Comment Letter
SEC Release No
34‐72196
File No
SR‐FINRA‐2014‐005
From
Jason Doss, PIABA President, 2013-2014
To
Elizabeth M. Murphy, Secretary, Securities and Exchange Commission
Date

 


June 26, 2014

Elizabeth M. Murphy, Secretary
Securities and Exchange Commission
100 F Street, NE
Washington, D.C. 20549-1090

Re:    Response to the Order Instituting Proceedings Relating to
         Broadening  Arbitrators' Authority to Make Referrals During an
         Arbitration Proceeding as Modified by Partial Amendment No. 1,
         (Release No. 34-72196; File No. SR-FINRA-2014-005)

Dear Ms. Murphy:

On behalf of the Public Investors Arbitration Bar Association ("PIABA"), I thank the Commission for the opportunity to provide further comments.  PIABA is a national, not-for-profit bar association comprised of attorneys, including law professors and regulators, both former and current. PIABA members who are practicing attorneys devote a significant portion of their work time representing public investors in securities arbitrations. Since its formation in 1990, PIABA has promoted the interests of the public investor in securities and arbitration forums and has advocated for investor education and investor rights. Our members and their clients have a strong interest in rules promulgated by FINRA relating to both investor protection and disclosure.

PIABA commends the Commission for instituting proceedings related to this proposed rule change.  PIABA contends that the rule relating to mid-hearing referrals has serious adverse due process implications to claimants in FINRA arbitration hearings. 

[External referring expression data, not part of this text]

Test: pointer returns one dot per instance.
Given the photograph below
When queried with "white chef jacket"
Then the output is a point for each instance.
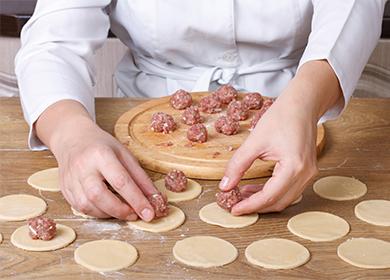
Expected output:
(255, 45)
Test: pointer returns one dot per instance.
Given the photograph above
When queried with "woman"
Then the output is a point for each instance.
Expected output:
(309, 53)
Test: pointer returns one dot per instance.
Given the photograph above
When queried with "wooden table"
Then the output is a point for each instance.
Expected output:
(358, 144)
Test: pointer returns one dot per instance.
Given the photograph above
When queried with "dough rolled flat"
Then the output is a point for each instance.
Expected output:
(277, 253)
(106, 255)
(21, 239)
(215, 215)
(194, 189)
(339, 188)
(376, 212)
(365, 253)
(45, 180)
(174, 219)
(204, 251)
(19, 207)
(318, 226)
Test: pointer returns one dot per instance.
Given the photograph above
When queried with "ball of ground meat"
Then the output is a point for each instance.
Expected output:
(162, 122)
(226, 94)
(210, 104)
(159, 203)
(227, 200)
(197, 133)
(261, 112)
(181, 99)
(237, 110)
(227, 125)
(176, 181)
(253, 100)
(42, 228)
(191, 115)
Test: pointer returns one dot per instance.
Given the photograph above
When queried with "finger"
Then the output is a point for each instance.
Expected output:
(248, 190)
(137, 173)
(238, 165)
(83, 205)
(273, 190)
(119, 178)
(103, 199)
(286, 200)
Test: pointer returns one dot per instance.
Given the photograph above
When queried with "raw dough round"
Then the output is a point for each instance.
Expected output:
(193, 191)
(215, 215)
(318, 226)
(339, 188)
(106, 255)
(82, 215)
(365, 252)
(175, 219)
(277, 253)
(45, 180)
(204, 251)
(64, 236)
(376, 212)
(19, 207)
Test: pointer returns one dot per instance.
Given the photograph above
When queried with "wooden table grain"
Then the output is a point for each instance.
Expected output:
(358, 144)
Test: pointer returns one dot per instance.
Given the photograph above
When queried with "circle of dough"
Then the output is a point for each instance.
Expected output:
(277, 253)
(194, 189)
(318, 226)
(45, 180)
(19, 207)
(339, 188)
(106, 255)
(376, 212)
(174, 219)
(204, 251)
(82, 215)
(214, 215)
(21, 239)
(365, 252)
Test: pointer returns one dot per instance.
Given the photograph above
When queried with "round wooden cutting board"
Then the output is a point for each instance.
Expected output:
(163, 152)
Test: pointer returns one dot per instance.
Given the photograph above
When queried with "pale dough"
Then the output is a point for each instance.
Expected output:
(318, 226)
(64, 236)
(19, 207)
(77, 213)
(175, 219)
(339, 188)
(106, 255)
(277, 253)
(215, 215)
(193, 191)
(365, 252)
(45, 180)
(204, 251)
(376, 212)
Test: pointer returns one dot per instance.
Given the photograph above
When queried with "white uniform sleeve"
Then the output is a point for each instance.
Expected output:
(344, 33)
(54, 63)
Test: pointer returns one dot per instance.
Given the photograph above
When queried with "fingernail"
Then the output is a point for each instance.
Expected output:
(147, 214)
(132, 217)
(224, 182)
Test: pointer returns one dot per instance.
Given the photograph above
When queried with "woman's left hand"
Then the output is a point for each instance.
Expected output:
(285, 134)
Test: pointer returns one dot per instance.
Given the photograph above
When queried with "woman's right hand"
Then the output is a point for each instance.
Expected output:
(87, 156)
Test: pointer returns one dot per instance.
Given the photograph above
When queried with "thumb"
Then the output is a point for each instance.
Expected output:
(237, 166)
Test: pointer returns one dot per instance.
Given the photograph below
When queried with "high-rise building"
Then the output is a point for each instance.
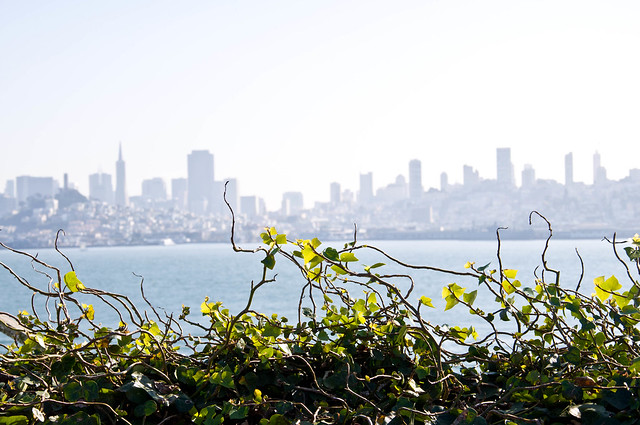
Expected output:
(568, 169)
(444, 181)
(154, 189)
(232, 196)
(599, 172)
(179, 193)
(415, 179)
(200, 188)
(366, 188)
(100, 187)
(528, 176)
(470, 177)
(335, 193)
(28, 186)
(121, 182)
(504, 168)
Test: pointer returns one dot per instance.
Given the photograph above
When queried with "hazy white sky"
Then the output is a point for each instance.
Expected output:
(293, 95)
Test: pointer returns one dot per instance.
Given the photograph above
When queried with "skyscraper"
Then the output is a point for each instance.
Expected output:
(469, 176)
(444, 181)
(599, 172)
(504, 167)
(366, 188)
(100, 187)
(154, 189)
(121, 184)
(179, 192)
(415, 179)
(568, 169)
(200, 188)
(335, 193)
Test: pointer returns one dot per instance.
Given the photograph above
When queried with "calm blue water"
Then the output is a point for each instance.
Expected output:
(185, 274)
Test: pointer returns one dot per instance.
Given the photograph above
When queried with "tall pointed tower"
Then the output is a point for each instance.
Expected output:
(121, 183)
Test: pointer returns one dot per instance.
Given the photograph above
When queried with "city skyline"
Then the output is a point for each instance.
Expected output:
(305, 94)
(199, 192)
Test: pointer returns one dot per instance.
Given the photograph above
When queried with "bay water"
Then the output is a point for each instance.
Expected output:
(180, 275)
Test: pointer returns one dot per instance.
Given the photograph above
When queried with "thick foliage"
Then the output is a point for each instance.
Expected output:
(552, 355)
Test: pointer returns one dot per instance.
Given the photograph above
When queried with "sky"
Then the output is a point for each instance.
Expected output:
(292, 95)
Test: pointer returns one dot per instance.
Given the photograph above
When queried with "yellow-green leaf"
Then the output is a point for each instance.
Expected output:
(89, 312)
(72, 282)
(605, 287)
(426, 301)
(452, 289)
(451, 302)
(347, 256)
(339, 270)
(510, 273)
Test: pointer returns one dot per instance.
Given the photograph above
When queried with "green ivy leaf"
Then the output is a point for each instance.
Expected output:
(331, 254)
(145, 409)
(269, 261)
(346, 257)
(470, 297)
(427, 301)
(605, 287)
(72, 282)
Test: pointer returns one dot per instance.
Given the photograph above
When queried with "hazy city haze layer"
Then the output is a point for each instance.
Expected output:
(291, 96)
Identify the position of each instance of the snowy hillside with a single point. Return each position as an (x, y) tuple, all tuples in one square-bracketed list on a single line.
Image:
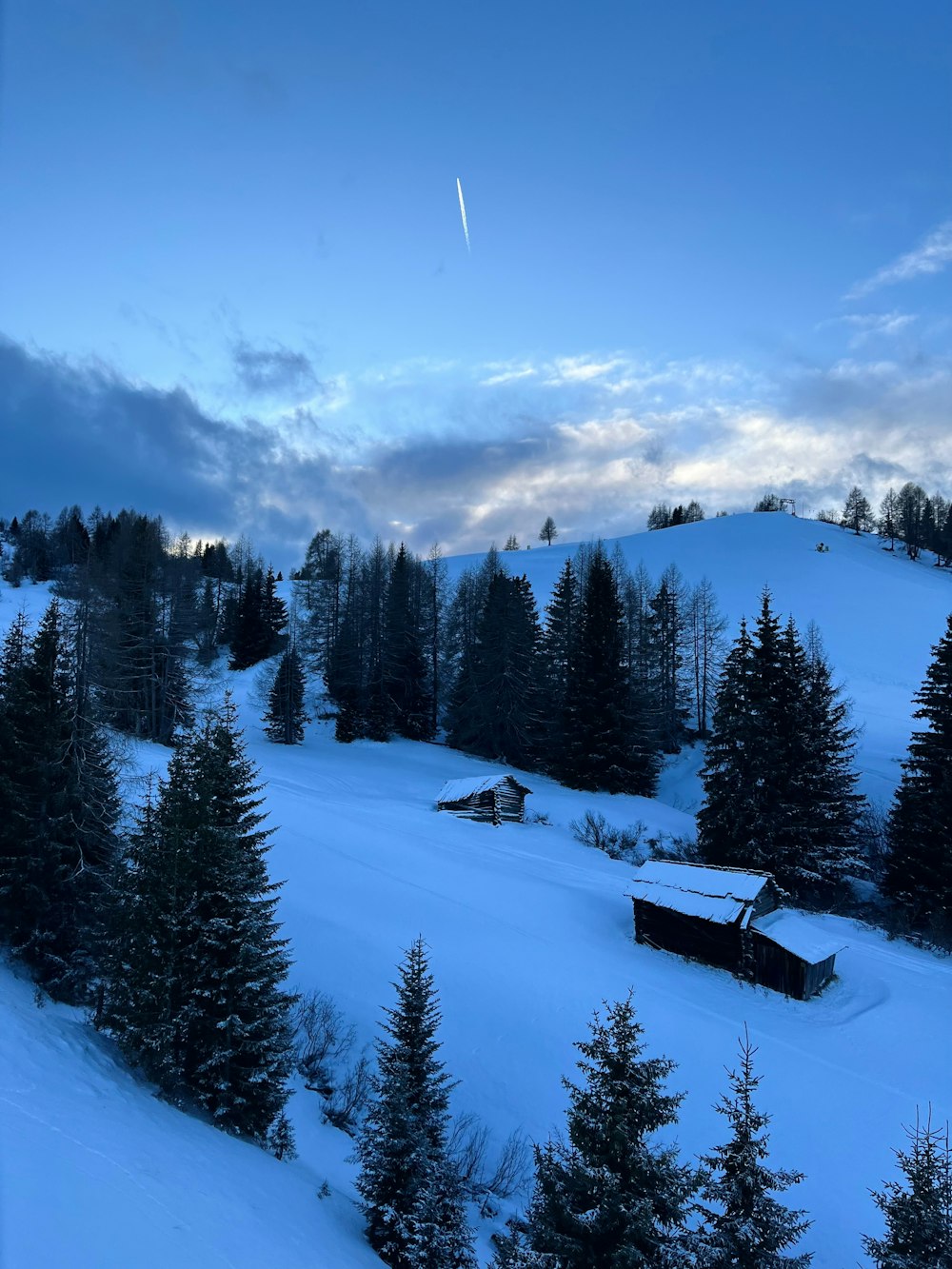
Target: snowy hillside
[(528, 933)]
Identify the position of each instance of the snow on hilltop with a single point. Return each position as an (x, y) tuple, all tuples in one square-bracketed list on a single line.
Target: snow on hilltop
[(528, 933)]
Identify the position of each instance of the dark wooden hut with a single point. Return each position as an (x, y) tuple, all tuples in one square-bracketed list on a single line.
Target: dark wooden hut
[(491, 799), (731, 919)]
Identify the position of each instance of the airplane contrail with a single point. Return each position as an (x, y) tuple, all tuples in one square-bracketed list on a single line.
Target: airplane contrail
[(463, 212)]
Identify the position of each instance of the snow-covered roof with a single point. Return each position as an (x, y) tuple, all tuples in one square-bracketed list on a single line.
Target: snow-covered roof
[(714, 894), (711, 907), (716, 882), (457, 791), (796, 934)]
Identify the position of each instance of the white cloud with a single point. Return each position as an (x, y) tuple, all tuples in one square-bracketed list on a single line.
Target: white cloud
[(932, 255), (872, 325)]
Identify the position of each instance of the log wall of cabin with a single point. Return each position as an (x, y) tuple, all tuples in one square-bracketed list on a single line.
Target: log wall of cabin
[(688, 936)]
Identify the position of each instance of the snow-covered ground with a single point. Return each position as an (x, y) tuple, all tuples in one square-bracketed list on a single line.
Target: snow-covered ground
[(528, 933)]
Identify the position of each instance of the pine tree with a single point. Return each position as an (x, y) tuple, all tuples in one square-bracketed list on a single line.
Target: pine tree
[(558, 659), (548, 530), (194, 966), (889, 515), (920, 867), (609, 1199), (57, 789), (668, 686), (920, 1212), (411, 1193), (607, 744), (406, 670), (779, 777), (746, 1226), (253, 639), (857, 513), (285, 720), (499, 715)]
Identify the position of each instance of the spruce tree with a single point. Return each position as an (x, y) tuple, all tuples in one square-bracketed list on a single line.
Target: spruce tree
[(779, 777), (285, 719), (607, 744), (194, 970), (920, 1212), (253, 637), (920, 865), (406, 671), (413, 1199), (611, 1199), (745, 1223), (61, 806), (501, 715)]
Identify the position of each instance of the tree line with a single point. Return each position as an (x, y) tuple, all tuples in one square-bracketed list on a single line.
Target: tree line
[(620, 670), (167, 930)]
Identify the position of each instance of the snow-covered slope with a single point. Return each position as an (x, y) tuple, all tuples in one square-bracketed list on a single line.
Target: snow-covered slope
[(878, 612), (528, 933)]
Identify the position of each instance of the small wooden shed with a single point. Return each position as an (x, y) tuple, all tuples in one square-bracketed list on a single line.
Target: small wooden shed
[(731, 919), (491, 799)]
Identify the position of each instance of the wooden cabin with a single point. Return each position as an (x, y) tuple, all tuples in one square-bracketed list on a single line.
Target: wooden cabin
[(491, 799), (731, 919)]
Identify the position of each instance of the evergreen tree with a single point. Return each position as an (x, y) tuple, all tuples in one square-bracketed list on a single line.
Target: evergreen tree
[(746, 1225), (499, 715), (609, 1199), (889, 515), (779, 777), (607, 744), (194, 963), (920, 1212), (920, 865), (251, 641), (285, 720), (706, 627), (413, 1197), (406, 671), (60, 806), (558, 660), (548, 532), (668, 685), (857, 513)]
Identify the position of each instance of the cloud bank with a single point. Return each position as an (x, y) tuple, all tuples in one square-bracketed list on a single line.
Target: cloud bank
[(465, 456), (932, 255)]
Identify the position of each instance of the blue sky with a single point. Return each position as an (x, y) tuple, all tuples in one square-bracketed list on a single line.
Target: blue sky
[(711, 247)]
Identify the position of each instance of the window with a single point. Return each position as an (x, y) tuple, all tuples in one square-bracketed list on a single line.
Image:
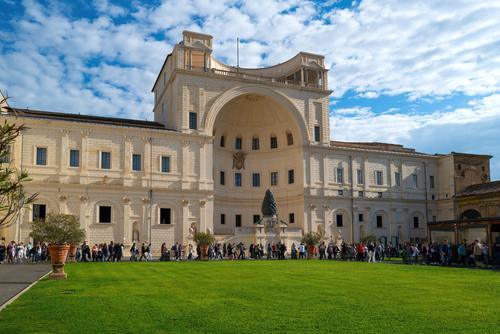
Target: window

PIABA incorporates by reference three comment letters that it previously submitted in connection with the rule proposal and amendments.[1] PIABA does not intend to reiterate the points raised in its previous letters.  PIABA would like to reemphasize the point that FINRA arbitration proceedings can be very expensive for individual investors. Forum and expert fees routinely run into the range of tens of thousands of dollars.  The monetary figure does not take into account the time and legal resources that are put into proving a claim.  An investor claimant should not be expected to incur these costs due to an arbitrator’s recusal resulting from a mid-case referral, and such a recusal would undermine the principles of §15A(b)(6). 

PIABA also wishes to reiterate that FINRA regulators are provided with a copy of every statement of claim filed in arbitration by investors and have every opportunity to investigate and charge the brokers and firms named in these claims at any time during a pending arbitration proceeding. Therefore, FINRA regulators will not be prevented from effectively carrying out their regulatory duties if this proposed rule change is denied.  
 
      The Commission posed a number of questions in the request for comments:

    • Would the proposal adversely affect retail investors? If so, how?

   PIABA believes that the prior letters submitted taken together with some of the other comment letters adequately detail how a retail investor claimant engaged in arbitration before FINRA-DR would be severely prejudiced through a mid-case referral.

    • Should FINRA propose a different standard for referral? If so, what standard(s) would be appropriate?

    PIABA contends that a different standard would not ameliorate the problems associated with recusals and motions to vacate resulting from mid hearing-referrals.  In order to protect due process, the Commission must give deference to the rights to the individual litigant over the standard of conduct of the member or associated person.   No matter what standard is proposed, a claimant would face the same consequences as the result of the referral under the proposed rule change and amendments.

    • Does Partial Amendment No. 1 ameliorate commenters’ concerns that notifying parties of a mid-case referral could lead to adverse consequences to the claimant, including requests for recusal and challenges to an award? If not, should FINRA amend the proposal to preclude the Director, or anyone else, from notifying the parties of a referral?

    Limiting a party/respondent to requesting a recusal within three days of notification of a mid-hearing referral will not minimize the negative consequences of the proposed rule.  In the event that a respondent inadvertently or purposefully fails to file the recusal request within three days, it would almost certainly serve as the basis for a subsequent motion in court to vacate the award.

    Thank you for your kind consideration in protecting the due process rights of individual investors engaged in arbitration before FINRA-DR.

Sincerely,
Jason Doss
PIABA, President

____________________________
1. See, Jason Doss, President, PIABA, dated February 26, 2014 (‘‘PIABA’’); Peter Mougey President, PIABA, dated August 18, 2011; Scott Shewan, President, PIABA, dated October 11, 2010.